Faisons un pas en arrière cependant - l'expérience impliquait des abeilles essentiellement dans un bocal, la pression de l'air et les niveaux d'oxygène changeant autour d'eux. Mais qu'en est-il du vent, du froid, de la neige et de la myriade d'autres facteurs qui rendent l'ascension d'une montagne si hasardeuse? Il s'avère que les abeilles sont des créatures robustes: Dillon a trouvé des bourdons d'une hauteur pouvant atteindre 16 000 pieds. À haute altitude, où «il n’ya que les têtes de fleurs qui poussent dans la neige, les bourdons s’y rendent et visitent ces fleurs», explique Dillon . Le fait qu'elles volaient témoigne de la capacité des abeilles à s'adapter à de tels changements d'altitude.
Alors, pourquoi les abeilles ont-elles cette capacité? Tous les animaux volants font face à l'altitude de différentes manières, mais ils ont généralement des performances de vol excessives qui leur permettent de le faire. Pour les abeilles et les autres insectes, "cette performance de vol excessive est vraiment utile pour échapper à des prédateurs", explique Dillon. Avec les oiseaux qui patrouillent dans le ciel et les araignées tapies dans les fleurs, c'est un monde dangereux pour une abeille.
Les abeilles doivent également ramener le pollen et le nectar dans la ruche. "Les abeilles peuvent constituer un cas inhabituel dans la mesure où leur besoin de soulever de lourdes charges pourrait conférer un avantage supplémentaire, car elles leur donneraient une plus grande distance d'altitude. Elles ne pourraient pas nécessairement faire les deux à la fois, du moins pas au même degré" déclare Richard Bomphrey, biologiste au Royal Veterinary College de l’Université de Londres, au Royaume-Uni. Essentiellement, la capacité des abeilles à gravir une montagne pourrait n'être qu'un sous-produit de traits développés pour améliorer la collecte de pollen.

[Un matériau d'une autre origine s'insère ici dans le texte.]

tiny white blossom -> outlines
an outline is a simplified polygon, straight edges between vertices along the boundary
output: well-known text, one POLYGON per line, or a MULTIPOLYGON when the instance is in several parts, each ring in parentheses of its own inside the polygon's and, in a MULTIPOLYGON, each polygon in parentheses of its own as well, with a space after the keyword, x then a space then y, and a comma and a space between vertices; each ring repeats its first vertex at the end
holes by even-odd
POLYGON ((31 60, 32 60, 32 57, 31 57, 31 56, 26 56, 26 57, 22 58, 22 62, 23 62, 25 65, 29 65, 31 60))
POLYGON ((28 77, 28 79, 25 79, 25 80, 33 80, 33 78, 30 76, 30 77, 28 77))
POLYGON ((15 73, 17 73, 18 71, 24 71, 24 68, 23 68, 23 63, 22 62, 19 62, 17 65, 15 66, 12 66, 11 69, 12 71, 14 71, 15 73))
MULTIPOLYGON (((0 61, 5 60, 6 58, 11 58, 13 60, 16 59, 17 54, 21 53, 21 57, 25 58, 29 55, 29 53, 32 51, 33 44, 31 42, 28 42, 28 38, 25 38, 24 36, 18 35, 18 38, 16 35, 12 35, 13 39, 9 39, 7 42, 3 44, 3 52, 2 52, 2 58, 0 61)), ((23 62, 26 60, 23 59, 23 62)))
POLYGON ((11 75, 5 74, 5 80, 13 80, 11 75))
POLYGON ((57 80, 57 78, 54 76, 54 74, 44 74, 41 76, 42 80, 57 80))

Comprendre les limites de vol des abeilles et autres insectes et animaux pourrait aider les scientifiques à prévoir l'impact du changement climatique sur leurs distances. En plus de nous donner une meilleure compréhension de l'écologie des insectes, des études de vol informent les ingénieurs qui tentent de construire de minuscules robots volants - qui pourraient un jour par exemple surveiller la circulation ou surveiller un site sinistre - sur la meilleure façon d'imiter les abeilles et autres insectes.
"Ce document est une démonstration élégante de la façon dont les animaux volants peuvent améliorer leurs forces aérodynamiques par le biais de simples changements cinématiques", déclare Bomphrey. Les ingénieurs, suggère-t-il, pourraient s'appuyer sur la même stratégie. Donc, à plus d'un titre, ces découvertes poussent le vol du bourdon à un tout autre niveau.